The tragic result of such a mean-spirited law is the unnecessary and preventable death of 2-month old Edgar Castorena, a US citizen, from a ruptured intestine. Edgar’s parents, both undocumented immigrants, were so afraid of being deported if they brought their child to a hospital emergency room, they were literally paralyzed by fear for 10 days. The result? Their infant son died, unnecessarily and tragically, from a medical condition that an emergency room visit could have solved.

And here’s another place where the devil is in the details: the Oklahoma law has an exception for hospitals and clinics that provide emergency medical care to undocumented state residents. Problem is, Oklahoma’s recent foray into Scrooge-like treatment of immigrants (you give the state taxes, your economic contributions, and your hard work, and we give you…nothing) has spooked immigrant communities statewide so profoundly, it’s made undocumented immigrants reluctant to interact with the authorities, from the police to hospitals or even the fire department.

It’s when state laws separate undocumented immigrants from others (those with legal status and those who are already US citizens) that the real tragedies happen. Whether it’s eroded workplace protections for undocumented workers at the hands of shady employers who exploit their workers’ lack of status to force them to accept rock-bottom wages and unsafe working conditions, or little Edgar’s preventable death, it’s Separate and Unequal 2.0.
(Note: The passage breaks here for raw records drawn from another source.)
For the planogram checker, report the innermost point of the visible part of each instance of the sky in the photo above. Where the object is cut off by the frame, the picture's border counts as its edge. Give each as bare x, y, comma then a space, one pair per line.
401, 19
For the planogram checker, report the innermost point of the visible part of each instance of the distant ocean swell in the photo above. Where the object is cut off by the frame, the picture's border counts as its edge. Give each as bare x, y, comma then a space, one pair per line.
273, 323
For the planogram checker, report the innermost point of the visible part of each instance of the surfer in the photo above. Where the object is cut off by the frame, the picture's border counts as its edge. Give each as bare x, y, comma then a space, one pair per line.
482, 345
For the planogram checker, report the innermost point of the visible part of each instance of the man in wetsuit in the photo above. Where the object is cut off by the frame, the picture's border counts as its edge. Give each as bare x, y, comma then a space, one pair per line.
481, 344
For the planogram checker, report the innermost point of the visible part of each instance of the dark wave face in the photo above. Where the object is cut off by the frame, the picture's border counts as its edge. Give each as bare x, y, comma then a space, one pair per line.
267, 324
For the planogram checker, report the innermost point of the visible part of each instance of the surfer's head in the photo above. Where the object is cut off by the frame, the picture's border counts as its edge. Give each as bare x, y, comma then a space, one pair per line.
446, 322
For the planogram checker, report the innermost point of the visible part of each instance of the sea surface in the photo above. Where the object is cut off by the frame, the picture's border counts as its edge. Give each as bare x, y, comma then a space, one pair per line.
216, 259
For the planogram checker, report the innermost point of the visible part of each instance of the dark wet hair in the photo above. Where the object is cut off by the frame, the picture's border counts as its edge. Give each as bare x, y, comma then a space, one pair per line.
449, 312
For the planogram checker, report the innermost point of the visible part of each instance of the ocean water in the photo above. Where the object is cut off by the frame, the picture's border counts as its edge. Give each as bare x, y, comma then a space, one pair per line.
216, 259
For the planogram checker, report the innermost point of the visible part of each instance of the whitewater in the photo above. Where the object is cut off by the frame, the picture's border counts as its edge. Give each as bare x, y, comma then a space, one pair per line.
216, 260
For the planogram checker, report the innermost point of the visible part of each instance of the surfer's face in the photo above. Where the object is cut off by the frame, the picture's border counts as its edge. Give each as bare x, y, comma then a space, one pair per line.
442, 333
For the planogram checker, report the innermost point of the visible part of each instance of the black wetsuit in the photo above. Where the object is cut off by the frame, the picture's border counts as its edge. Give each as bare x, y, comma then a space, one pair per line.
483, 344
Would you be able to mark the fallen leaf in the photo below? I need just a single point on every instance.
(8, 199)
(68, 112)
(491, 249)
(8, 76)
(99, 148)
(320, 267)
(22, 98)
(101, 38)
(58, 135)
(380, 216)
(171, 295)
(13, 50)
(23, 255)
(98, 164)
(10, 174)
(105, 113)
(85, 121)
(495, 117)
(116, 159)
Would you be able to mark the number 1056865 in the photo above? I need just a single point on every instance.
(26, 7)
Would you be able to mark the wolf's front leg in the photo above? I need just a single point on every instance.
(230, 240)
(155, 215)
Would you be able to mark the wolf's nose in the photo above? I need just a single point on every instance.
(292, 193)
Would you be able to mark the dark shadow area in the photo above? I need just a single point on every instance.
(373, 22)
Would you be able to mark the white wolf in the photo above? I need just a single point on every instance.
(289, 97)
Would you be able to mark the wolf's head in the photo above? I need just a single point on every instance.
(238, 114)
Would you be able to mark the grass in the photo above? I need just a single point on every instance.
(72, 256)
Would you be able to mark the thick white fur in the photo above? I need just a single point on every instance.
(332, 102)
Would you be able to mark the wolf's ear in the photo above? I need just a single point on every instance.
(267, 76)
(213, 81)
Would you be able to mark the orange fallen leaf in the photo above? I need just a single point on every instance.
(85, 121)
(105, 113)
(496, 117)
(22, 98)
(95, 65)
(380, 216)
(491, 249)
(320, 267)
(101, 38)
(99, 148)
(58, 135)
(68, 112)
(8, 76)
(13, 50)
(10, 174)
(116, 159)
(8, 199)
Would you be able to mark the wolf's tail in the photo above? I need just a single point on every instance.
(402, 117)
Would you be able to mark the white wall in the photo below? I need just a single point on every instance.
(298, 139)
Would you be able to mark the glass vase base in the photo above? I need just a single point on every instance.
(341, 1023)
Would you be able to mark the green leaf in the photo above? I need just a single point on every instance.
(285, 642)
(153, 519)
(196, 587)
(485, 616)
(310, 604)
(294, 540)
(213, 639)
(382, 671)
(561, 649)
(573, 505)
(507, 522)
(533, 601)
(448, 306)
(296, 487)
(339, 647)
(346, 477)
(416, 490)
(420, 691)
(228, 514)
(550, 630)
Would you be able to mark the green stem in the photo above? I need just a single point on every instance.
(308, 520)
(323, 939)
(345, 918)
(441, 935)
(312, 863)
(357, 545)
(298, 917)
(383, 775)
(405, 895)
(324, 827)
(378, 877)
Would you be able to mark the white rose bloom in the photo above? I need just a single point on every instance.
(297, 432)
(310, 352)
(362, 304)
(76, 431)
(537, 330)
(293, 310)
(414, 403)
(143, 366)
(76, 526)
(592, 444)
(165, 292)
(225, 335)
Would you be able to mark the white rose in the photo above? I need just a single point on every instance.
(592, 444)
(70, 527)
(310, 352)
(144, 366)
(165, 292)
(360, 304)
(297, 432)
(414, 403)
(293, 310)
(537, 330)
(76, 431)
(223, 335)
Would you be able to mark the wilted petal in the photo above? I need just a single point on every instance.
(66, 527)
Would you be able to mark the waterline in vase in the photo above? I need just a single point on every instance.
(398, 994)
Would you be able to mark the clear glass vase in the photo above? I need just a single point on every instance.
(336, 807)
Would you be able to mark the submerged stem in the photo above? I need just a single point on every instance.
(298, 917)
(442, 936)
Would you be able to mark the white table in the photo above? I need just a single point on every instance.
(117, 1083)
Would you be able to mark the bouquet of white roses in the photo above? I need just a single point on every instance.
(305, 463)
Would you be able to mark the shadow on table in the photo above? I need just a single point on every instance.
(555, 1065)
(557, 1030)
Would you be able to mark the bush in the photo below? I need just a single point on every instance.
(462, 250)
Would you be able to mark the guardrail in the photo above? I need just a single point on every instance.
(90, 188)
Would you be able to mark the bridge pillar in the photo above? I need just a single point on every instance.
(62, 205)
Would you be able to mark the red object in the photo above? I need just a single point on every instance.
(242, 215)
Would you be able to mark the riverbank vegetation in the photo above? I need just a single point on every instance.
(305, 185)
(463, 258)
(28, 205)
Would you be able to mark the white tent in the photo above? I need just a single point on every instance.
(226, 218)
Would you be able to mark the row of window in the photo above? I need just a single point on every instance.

The more that states and municipalities target employers, halfway houses, even English as a Second Language programs for employing, sheltering, or teaching English to undocumented immigrants, the more unfair treatment we’ll see, at best, and more tragedies like Edgar’s, at worst. We don’t need more penalties targeting immigrants: we need a legalization program that will give undocumented immigrants legal status so they don’t continue to be exploited by their employers (thereby dragging down wages and working conditions for middle class workers) or retreat into underground communities and economies out of fear.

Without more talk and less silence, we all know what’s going to come down the pike.